Question

If $f(x)=\sqrt{10-x}$, then $\lim_{x\to 1}\frac{f(x)-f(1)}{x-1}$ is equal to:

• A. \(3\)
• B. \(\frac{1}{3}\)
• C. \(\frac{1}{6}\)
• D. \(-\frac{1}{6}\)
• E. \(\frac{3}{2}\)

Hint:

Limits of the form \(\frac{f(x)-f(a)}{x-a}\) directly represent \(f'(a)\).
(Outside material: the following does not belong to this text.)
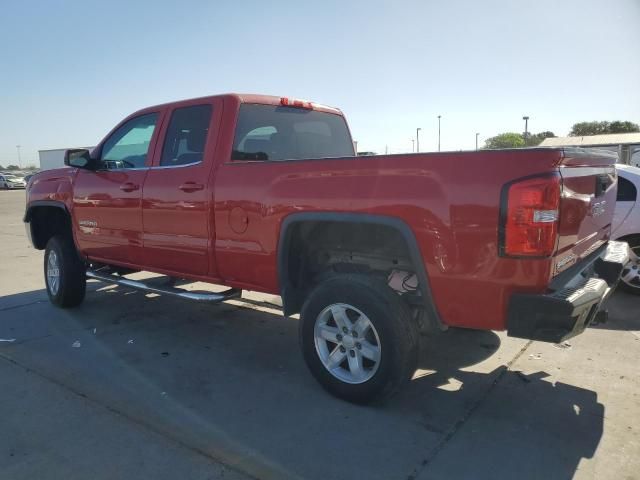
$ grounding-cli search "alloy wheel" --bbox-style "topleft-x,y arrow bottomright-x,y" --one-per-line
313,303 -> 382,384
Use differentiation instead of expanding the limit manually.

Answer 1

The Correct Option is D

Step 1: Understanding the Concept:
The given limit expression, \( \lim_{x\to a} \frac{f(x)-f(a)}{x-a} \), is the definition of the derivative of the function \( f(x) \) at the point \( x = a \). In this problem, \( a=1 \). Therefore, we need to find the derivative of \( f(x) \) and evaluate it at \( x=1 \), i.e., find \( f'(1) \).
Step 2: Key Formula or Approach:
The derivative of a function \( f(x) = x^n \) is given by \( f'(x) = nx^{n-1} \). We will also use the chain rule, which states that if \( h(x) = g(f(x)) \), then \( h'(x) = g'(f(x)) \cdot f'(x) \).
The function is \( f(x) = \sqrt{10-x} = (10-x)^{1/2} \).
Step 3: Detailed Explanation:
First, we find the derivative of \( f(x) \) with respect to \( x \).
\[ f(x) = (10-x)^{1/2} \] Using the power rule combined with the chain rule:
\[ f'(x) = \frac{1}{2}(10-x)^{\frac{1}{2}-1} \cdot \frac{d}{dx}(10-x) \] \[ f'(x) = \frac{1}{2}(10-x)^{-1/2} \cdot (-1) \] \[ f'(x) = -\frac{1}{2\sqrt{10-x}} \] Now, we evaluate this derivative at \( x=1 \).
\[ f'(1) = -\frac{1}{2\sqrt{10-1}} \] \[ f'(1) = -\frac{1}{2\sqrt{9}} \] \[ f'(1) = -\frac{1}{2 \cdot 3} \] \[ f'(1) = -\frac{1}{6} \] Step 4: Final Answer:
The value of the limit is equal to the value of the derivative at \( x=1 \), which is \( -\frac{1}{6} \). This corresponds to option (D).